As with most expansion drafts, the focus was on goaltenders; only six in the entire league were initially protected, so there were plenty of big names to choose from. That included the first-overall pick, Terry Sawchuk, who went from the Maple Leafs to the Kings (although he’d threatened to retire if he was picked), as well as Glenn Hall, who went from Chicago to St. Louis with the third pick. The skaters weren’t quite so notable, although some decent picks like Jean-Paul Parise and Bill Goldsworthy were snagged.
Best player taken: With apologies to Hall and Sawchuk, the draft’s best pick was a younger goalie; the Flyers used the second-overall pick to grab Bernie Parent from the Bruins. He’d make a detour to Toronto and the WHA before rejoining the Flyers in time to win back-to-back Conn Smythe trophies.
Notable oddity: Legendary sniper Bernie Geoffrion was technically available, but all 12 teams formed a gentleman’s agreement that he wouldn’t be taken and forced to finish his career on an expansion squad.
1970
The NHL’s next crack at expansion was a smaller one, as the Sabres and Canucks joined the league.

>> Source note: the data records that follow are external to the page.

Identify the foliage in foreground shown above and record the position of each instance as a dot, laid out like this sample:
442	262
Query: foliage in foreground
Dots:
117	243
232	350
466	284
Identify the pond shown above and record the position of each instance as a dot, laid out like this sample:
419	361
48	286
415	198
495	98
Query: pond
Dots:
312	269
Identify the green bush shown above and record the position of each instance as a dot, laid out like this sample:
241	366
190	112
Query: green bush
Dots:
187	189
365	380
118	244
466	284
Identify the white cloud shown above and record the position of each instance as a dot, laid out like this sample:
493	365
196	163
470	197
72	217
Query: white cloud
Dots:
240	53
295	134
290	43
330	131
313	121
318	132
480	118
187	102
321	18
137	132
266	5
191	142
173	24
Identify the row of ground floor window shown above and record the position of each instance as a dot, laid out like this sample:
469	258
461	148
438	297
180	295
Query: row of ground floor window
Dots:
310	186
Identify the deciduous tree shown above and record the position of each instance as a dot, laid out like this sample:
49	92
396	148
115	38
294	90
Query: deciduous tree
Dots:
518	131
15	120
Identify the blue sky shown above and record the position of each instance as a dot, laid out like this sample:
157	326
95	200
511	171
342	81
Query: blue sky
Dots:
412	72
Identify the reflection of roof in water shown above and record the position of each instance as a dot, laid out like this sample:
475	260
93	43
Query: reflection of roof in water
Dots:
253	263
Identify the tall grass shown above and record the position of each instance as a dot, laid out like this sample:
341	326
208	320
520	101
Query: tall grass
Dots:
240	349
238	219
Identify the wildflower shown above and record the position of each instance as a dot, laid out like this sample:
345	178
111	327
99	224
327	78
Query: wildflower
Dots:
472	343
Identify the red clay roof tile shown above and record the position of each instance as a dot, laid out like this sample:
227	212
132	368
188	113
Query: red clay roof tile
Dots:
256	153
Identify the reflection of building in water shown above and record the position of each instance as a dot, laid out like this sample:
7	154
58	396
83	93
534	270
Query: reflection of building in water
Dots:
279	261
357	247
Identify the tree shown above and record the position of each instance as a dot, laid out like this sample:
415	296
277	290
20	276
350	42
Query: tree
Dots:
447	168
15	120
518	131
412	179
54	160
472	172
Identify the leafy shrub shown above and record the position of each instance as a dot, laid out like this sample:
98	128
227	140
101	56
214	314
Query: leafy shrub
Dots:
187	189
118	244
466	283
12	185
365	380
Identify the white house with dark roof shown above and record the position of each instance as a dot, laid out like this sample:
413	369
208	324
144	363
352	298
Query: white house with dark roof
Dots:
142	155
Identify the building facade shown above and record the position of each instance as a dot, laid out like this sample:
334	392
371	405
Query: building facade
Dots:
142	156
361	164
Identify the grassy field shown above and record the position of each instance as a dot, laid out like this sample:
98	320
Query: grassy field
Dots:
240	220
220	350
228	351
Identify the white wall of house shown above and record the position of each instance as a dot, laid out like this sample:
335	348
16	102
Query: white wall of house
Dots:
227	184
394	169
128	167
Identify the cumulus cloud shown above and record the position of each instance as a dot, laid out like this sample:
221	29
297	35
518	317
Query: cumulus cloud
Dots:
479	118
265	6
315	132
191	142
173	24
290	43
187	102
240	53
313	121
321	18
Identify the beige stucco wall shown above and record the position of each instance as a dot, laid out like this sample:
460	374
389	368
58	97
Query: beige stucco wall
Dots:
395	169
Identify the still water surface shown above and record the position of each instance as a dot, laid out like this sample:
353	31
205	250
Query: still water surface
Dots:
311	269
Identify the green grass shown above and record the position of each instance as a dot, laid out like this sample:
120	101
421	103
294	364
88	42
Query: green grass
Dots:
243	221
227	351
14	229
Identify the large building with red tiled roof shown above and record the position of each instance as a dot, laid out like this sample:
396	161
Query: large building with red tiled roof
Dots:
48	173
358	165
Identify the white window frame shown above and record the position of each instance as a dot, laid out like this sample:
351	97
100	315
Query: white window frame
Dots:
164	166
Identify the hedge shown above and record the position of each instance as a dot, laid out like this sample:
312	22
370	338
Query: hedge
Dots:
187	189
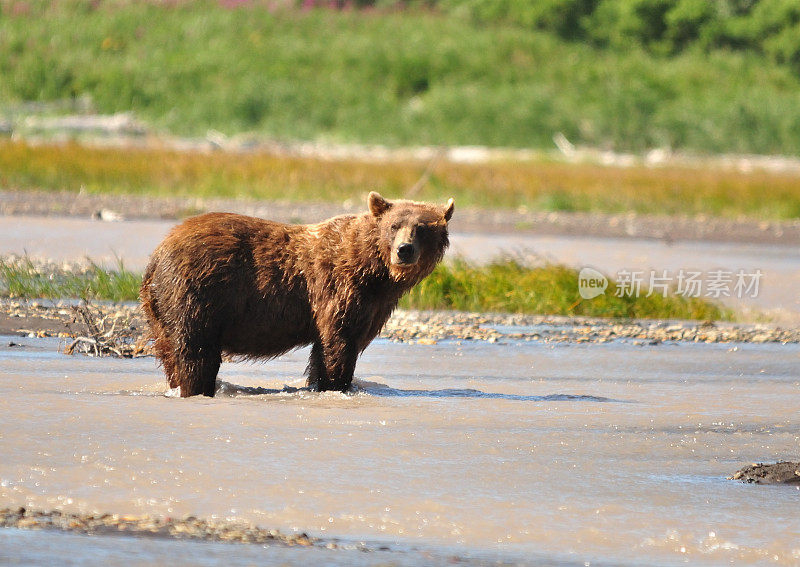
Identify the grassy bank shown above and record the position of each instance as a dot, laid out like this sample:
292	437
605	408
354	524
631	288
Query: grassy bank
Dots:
404	78
538	185
22	278
504	286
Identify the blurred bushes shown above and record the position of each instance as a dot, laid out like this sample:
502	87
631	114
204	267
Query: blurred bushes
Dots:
770	27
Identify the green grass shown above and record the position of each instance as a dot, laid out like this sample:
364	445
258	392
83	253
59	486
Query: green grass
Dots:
24	279
535	185
508	286
503	286
400	78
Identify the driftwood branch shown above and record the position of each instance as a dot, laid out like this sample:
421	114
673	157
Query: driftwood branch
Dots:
96	340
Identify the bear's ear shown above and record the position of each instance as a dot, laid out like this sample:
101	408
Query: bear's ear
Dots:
448	209
377	204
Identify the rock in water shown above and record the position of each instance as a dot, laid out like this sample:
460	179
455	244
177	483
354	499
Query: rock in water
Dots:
784	472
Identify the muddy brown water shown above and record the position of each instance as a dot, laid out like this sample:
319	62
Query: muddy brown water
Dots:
519	453
778	295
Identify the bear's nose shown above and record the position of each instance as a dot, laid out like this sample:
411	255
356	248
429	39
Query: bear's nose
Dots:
405	252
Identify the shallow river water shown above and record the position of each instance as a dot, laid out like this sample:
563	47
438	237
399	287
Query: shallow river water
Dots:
518	453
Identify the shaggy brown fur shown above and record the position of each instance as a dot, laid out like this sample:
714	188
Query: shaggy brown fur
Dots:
246	286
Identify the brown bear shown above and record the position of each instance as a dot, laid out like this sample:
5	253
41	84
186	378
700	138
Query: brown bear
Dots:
222	282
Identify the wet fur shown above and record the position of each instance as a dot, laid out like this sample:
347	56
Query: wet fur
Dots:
246	286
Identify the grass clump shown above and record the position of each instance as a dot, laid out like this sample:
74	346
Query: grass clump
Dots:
509	286
24	278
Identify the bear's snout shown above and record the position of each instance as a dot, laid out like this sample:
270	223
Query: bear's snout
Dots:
407	253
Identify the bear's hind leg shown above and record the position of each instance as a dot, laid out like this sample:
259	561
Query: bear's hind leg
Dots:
197	374
317	377
331	367
165	353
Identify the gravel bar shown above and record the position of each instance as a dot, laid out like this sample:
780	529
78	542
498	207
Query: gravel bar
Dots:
187	527
42	318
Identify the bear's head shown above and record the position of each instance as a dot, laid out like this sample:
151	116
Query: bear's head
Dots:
413	235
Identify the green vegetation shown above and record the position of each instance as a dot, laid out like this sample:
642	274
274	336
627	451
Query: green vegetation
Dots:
608	73
23	278
536	185
503	286
508	286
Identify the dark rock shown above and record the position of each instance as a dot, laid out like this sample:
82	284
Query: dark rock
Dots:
784	472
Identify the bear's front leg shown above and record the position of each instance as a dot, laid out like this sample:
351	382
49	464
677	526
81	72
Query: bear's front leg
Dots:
331	365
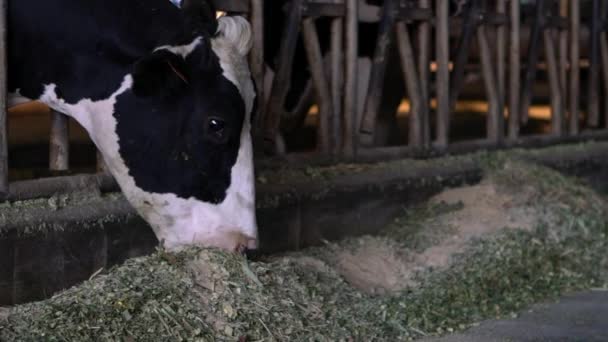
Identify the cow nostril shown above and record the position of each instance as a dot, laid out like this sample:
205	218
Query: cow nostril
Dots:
216	126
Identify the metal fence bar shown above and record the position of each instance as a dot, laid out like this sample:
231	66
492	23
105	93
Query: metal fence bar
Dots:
59	145
337	84
574	65
532	60
604	57
443	72
412	82
563	62
514	71
494	116
256	57
557	104
424	57
3	102
324	100
501	53
470	24
351	79
376	80
282	79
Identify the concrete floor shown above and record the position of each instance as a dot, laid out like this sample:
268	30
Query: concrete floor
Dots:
577	317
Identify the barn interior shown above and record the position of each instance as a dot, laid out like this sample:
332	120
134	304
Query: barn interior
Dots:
371	110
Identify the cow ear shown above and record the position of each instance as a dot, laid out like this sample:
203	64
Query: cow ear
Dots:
200	14
160	74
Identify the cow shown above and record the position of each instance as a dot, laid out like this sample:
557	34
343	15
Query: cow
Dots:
166	95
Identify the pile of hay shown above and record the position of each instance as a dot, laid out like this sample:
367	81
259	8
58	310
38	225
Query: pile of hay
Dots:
524	234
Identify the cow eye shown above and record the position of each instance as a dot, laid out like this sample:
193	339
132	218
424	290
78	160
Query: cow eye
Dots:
216	126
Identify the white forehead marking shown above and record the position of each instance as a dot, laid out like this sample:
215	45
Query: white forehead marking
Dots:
231	45
181	50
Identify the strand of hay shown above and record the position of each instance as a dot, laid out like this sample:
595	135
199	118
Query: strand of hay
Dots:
524	234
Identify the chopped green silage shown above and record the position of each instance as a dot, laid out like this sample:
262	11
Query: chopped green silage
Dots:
209	295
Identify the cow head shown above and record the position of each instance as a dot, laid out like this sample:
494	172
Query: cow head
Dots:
183	122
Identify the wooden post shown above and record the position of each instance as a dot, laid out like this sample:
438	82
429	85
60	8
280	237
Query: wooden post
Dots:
350	80
495	117
337	58
593	104
315	60
376	80
412	82
424	58
574	65
256	57
514	66
554	84
3	103
281	82
443	73
59	147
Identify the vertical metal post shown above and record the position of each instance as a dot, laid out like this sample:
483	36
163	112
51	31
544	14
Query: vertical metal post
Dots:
554	84
3	103
443	72
593	101
315	60
412	82
376	80
424	57
514	66
282	79
494	118
256	57
337	39
351	80
59	147
604	58
532	59
501	46
574	65
563	57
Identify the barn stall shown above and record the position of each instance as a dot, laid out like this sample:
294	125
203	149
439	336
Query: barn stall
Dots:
349	143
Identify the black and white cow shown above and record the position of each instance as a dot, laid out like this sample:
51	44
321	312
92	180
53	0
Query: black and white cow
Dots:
165	94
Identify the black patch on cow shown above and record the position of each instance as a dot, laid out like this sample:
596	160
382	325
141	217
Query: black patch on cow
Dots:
160	74
200	15
174	144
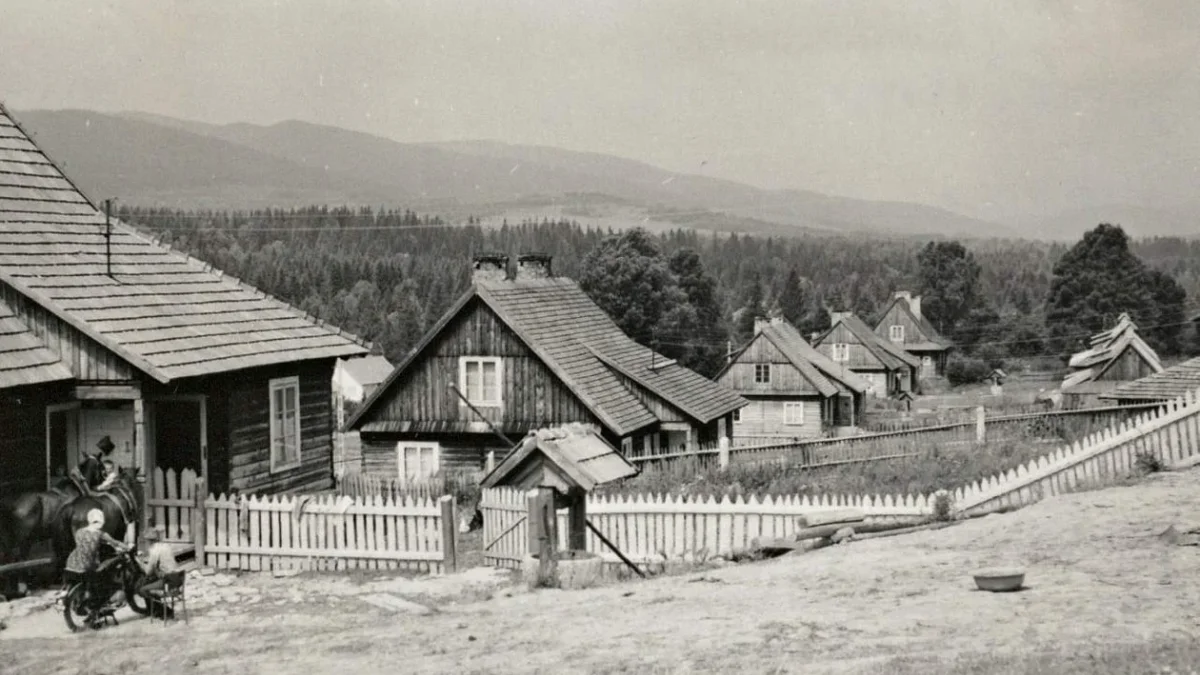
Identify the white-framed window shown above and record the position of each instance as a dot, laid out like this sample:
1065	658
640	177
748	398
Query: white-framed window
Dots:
762	372
793	413
480	380
417	461
285	412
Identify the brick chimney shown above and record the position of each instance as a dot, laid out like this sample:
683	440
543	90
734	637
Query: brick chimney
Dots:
533	266
490	267
913	300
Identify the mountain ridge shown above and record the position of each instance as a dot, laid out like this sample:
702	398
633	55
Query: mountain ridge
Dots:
156	160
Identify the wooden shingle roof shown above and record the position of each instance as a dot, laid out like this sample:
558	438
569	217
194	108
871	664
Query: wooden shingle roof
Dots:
933	341
165	312
826	376
587	351
24	359
1165	386
891	356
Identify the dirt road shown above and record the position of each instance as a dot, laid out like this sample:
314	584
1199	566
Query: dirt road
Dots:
1099	583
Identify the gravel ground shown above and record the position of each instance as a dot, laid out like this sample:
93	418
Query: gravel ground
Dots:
1098	579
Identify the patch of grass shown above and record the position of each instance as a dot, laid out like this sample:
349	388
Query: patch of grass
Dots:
931	469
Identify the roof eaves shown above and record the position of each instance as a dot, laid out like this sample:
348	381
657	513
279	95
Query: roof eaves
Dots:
85	328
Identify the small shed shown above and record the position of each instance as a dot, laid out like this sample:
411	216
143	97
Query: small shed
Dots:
567	463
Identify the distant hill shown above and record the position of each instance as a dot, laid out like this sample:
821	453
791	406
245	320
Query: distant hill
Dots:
154	160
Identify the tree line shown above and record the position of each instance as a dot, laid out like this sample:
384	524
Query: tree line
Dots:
388	275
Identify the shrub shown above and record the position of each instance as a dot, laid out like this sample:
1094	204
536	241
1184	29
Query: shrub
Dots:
966	370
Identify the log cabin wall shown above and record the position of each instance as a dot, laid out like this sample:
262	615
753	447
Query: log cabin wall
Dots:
532	394
239	411
87	358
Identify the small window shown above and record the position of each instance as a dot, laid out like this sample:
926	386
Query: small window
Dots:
417	461
762	372
285	413
479	378
793	413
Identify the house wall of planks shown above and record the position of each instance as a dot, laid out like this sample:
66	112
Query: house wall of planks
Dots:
241	459
87	358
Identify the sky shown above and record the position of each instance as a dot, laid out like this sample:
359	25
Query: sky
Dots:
993	109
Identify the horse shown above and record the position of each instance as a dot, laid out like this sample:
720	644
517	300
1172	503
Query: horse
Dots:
29	518
121	505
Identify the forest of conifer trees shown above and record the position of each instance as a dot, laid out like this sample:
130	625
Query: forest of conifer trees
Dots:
389	274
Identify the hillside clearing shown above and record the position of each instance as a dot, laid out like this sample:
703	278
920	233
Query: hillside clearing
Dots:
1105	596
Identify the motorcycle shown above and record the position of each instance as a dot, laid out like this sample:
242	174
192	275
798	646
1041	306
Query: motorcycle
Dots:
90	604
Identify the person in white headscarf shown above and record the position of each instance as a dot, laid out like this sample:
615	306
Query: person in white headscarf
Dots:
85	557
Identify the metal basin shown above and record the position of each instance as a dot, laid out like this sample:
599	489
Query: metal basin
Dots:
1000	580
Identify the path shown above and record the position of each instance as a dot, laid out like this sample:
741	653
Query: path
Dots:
1099	579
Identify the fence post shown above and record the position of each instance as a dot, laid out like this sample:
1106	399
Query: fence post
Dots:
449	543
199	520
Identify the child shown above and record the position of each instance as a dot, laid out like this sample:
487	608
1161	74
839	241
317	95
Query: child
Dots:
159	566
84	560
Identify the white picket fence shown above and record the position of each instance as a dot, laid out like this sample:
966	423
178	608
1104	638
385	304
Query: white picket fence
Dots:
173	503
654	529
649	529
329	532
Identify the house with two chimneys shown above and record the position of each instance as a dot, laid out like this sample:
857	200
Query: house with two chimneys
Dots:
525	351
795	390
851	344
109	338
904	324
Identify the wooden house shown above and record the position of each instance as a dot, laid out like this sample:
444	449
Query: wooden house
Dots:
903	324
1113	357
795	390
1157	388
850	342
107	333
522	353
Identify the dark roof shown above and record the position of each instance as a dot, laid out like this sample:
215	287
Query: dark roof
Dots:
24	359
1104	350
934	340
165	312
587	351
891	356
816	368
1165	386
582	454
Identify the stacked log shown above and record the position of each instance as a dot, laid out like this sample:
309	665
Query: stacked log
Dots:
821	530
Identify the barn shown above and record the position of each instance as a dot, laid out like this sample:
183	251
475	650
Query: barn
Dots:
106	333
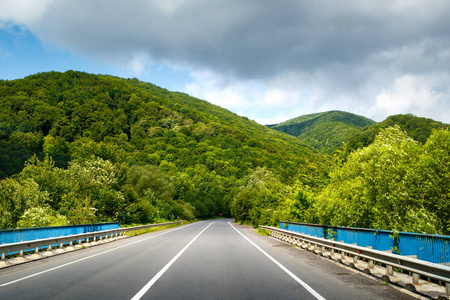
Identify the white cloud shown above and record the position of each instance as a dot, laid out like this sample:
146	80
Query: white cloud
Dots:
371	58
420	95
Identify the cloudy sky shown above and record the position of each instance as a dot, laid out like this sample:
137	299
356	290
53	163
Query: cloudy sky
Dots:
267	60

This time, there wasn’t much to choose from, since the Original Six weren’t all that interested in helping out another wave of newcomers and the six 1967 expansion teams were all still reasonably terrible.
Only two players taken in this draft went on to score even 200 points over the remainder of their career. Gerry Meehan had 418 after being taken by Buffalo, while Mike Corrigan had 337 for the Canucks.
Best player taken: It’s probably a tossup between Meehan and Vancouver’s Orland Kurtenbach. Meehan, of course, went on to become the Sabres GM in 1986; he made the trade that brought Dominik Hasek to Buffalo. But the Sabres weren’t the only team to find a future GM in this draft, as the Canucks picked Pat Quinn with the eighth pick.
Notable oddity: The draft order was determined by the same ridiculous roulette wheel that the league infamously used (and then misread) to figure out which of Vancouver or Buffalo would get to draft Gilbert Perreault.